Pray for Death

Pray for Death

Pray for Death

1985. Directed by Gordon Hessler.

You know what I miss?  No holds barred, over the top, ridiculously violent, utterly cheesy 80's American martial arts film.  Pray for Death, starring the icon Sho Kosugi is the epitome of ultra-violent abandon..

Akira(Kosugi) is a ninja who forsakes the shadows of the Ninja to move to America at the request of his wife.  His family opens a restaurant and soon find themselves in the middle of a mafia police double cross.   It doesn't take long for Akira's family to be wounded and him to swear vendetta, once again donning the black and the blades for a blood splattered, rip roaring final showdown. 

They simply don't make movies like this any more.  Once could argue that the schlock violence niche is being filled by direct to disc and video on demand, but I contend they pale in comparison to the hyper action exploitation efforts of the 80's and submit Pray for Death as a shining example.   This is a film that has no expectations.  It is a revenge story, given to the viewer with respect for their wanton tendencies.  It doesn't preach, it doesn't lecture, it just straight up kicks ass from start to finish.  

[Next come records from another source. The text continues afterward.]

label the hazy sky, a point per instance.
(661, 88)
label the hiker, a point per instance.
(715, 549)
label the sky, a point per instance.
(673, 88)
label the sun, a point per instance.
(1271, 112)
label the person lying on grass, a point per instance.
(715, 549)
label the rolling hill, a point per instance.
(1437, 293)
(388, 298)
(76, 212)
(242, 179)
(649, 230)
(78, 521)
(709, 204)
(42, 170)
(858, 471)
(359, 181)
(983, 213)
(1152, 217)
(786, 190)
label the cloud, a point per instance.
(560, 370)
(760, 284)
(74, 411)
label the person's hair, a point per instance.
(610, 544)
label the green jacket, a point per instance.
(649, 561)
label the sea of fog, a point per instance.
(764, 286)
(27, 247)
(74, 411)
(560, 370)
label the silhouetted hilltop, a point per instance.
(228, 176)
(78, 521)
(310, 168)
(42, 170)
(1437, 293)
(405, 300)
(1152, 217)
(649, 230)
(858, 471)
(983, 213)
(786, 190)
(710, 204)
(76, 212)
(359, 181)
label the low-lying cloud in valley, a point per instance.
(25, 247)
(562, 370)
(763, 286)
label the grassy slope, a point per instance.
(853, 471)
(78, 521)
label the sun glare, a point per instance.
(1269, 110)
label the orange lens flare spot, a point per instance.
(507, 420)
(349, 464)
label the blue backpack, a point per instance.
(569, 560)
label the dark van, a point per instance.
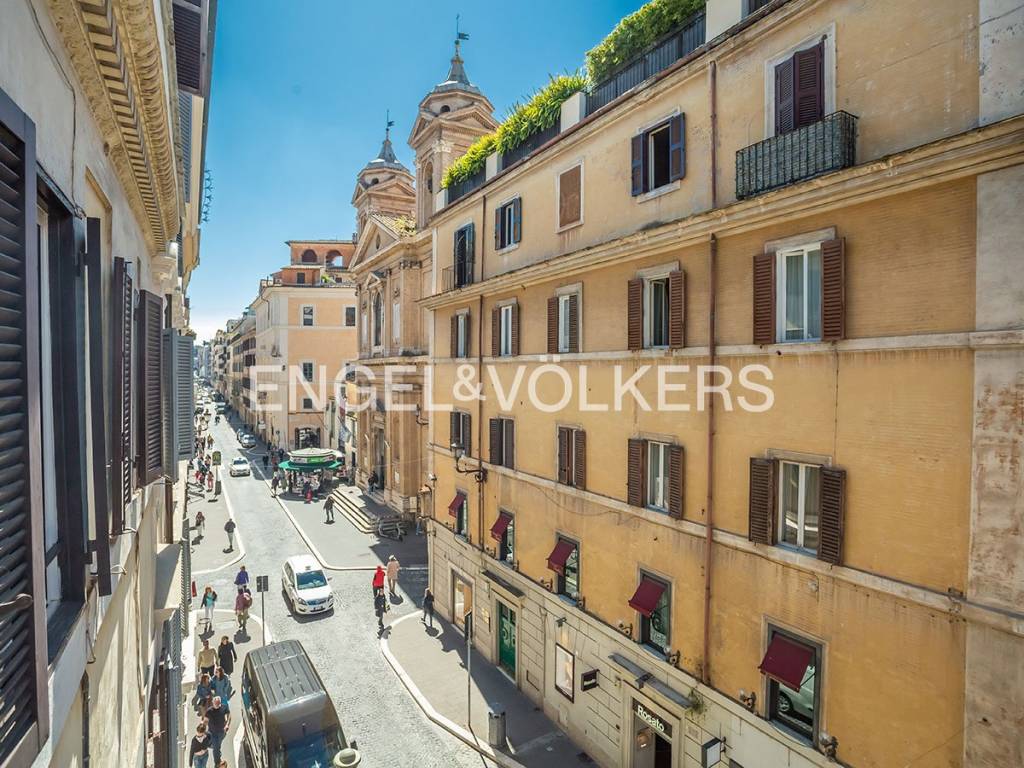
(289, 719)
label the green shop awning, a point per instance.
(308, 467)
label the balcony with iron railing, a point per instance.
(826, 145)
(458, 275)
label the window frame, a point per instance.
(505, 330)
(781, 257)
(562, 581)
(772, 687)
(801, 507)
(645, 622)
(559, 225)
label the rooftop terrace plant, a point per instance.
(542, 111)
(636, 33)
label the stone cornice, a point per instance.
(114, 47)
(980, 151)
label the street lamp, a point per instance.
(479, 474)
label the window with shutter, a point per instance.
(570, 197)
(121, 474)
(24, 682)
(151, 433)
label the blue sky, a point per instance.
(298, 104)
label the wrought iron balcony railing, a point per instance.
(820, 147)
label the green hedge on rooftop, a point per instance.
(636, 33)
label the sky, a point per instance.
(298, 104)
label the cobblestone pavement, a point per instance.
(373, 705)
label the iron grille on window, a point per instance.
(820, 147)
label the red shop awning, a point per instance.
(500, 526)
(558, 556)
(646, 597)
(786, 660)
(456, 503)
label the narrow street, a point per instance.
(374, 707)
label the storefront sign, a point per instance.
(651, 719)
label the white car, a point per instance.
(306, 586)
(240, 466)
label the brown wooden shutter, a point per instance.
(495, 429)
(636, 472)
(508, 449)
(635, 313)
(121, 459)
(553, 325)
(574, 323)
(496, 332)
(100, 481)
(784, 97)
(580, 459)
(677, 147)
(676, 468)
(830, 512)
(762, 502)
(764, 298)
(515, 329)
(563, 455)
(151, 422)
(834, 290)
(639, 169)
(809, 85)
(677, 309)
(569, 184)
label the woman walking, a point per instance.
(226, 655)
(209, 602)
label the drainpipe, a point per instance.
(709, 503)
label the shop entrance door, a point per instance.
(506, 639)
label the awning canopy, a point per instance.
(558, 556)
(456, 503)
(786, 660)
(501, 525)
(646, 597)
(167, 590)
(291, 466)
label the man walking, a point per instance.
(218, 721)
(392, 573)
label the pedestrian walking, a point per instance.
(204, 690)
(226, 655)
(380, 608)
(392, 573)
(218, 721)
(243, 601)
(208, 602)
(428, 606)
(199, 752)
(222, 688)
(378, 581)
(207, 659)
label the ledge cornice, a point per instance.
(114, 46)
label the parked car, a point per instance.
(240, 466)
(306, 586)
(288, 717)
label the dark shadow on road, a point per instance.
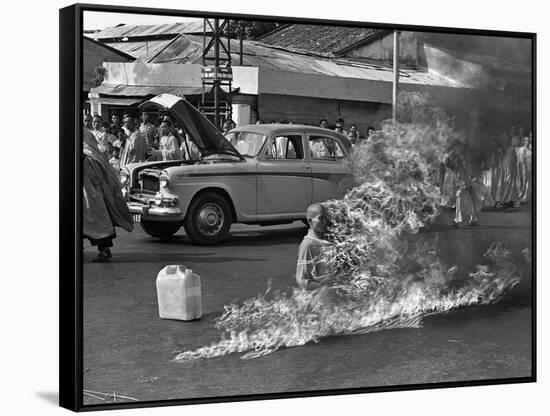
(245, 238)
(51, 397)
(171, 258)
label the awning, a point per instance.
(126, 102)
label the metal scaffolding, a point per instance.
(217, 74)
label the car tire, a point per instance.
(208, 219)
(158, 229)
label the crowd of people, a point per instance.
(138, 141)
(352, 133)
(501, 178)
(129, 140)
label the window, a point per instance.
(325, 148)
(246, 143)
(285, 148)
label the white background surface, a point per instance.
(29, 370)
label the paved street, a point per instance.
(128, 349)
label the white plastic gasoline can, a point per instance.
(179, 293)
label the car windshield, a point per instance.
(247, 143)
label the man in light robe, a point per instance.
(134, 147)
(509, 193)
(524, 171)
(88, 119)
(497, 161)
(149, 131)
(471, 192)
(101, 134)
(103, 205)
(168, 145)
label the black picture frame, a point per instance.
(70, 233)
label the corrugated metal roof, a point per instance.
(138, 49)
(187, 49)
(187, 26)
(116, 101)
(321, 39)
(146, 90)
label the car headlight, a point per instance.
(124, 177)
(163, 180)
(158, 199)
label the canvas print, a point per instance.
(300, 207)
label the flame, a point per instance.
(380, 281)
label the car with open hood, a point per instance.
(257, 174)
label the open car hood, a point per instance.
(205, 135)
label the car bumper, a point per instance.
(148, 210)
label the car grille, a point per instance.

Featuring amazing stunt choreography by Alan Amiel and Ed Anders, strung together by classic, grindhouse editing by Bill and Steve Butler, Pray for Death is the film you convinced dad to rent on a Friday night when you were 13 and it still holds up.   Completely unapologetic in dishing out violence (no one, not even children are safe), the film uses brutality as a vehicle to allow the viewer to root for Kosugi and relish every swing of the blade and every toss of the star. 

The final showdown is a sequence that requires multiple viewings to catch all of the amazing stunts and intricate ninja techniques.  Kosugi was so underrated and ultimately forgotten because he embodied the idea of the dagger in the dark.   Yes there are scenes of straight up action, but Pray for Death shines when it does the dirty in the darkness.  

Complete with a chainsaw vs. ninja duel and some of the most overacted tough guy stares in cinema history, Pray for Death is a great popcorn film.   When the soul of cinema is being slowly grinded away by the Hollywood Blockbuster Machine, it's films like this one, brought to gorgeous HD life by Arrow Video, that keep the true intent of films alive.   Some are high art and complex.  Others are just straight up punches to the face, and Pray for Death is in the latter camp.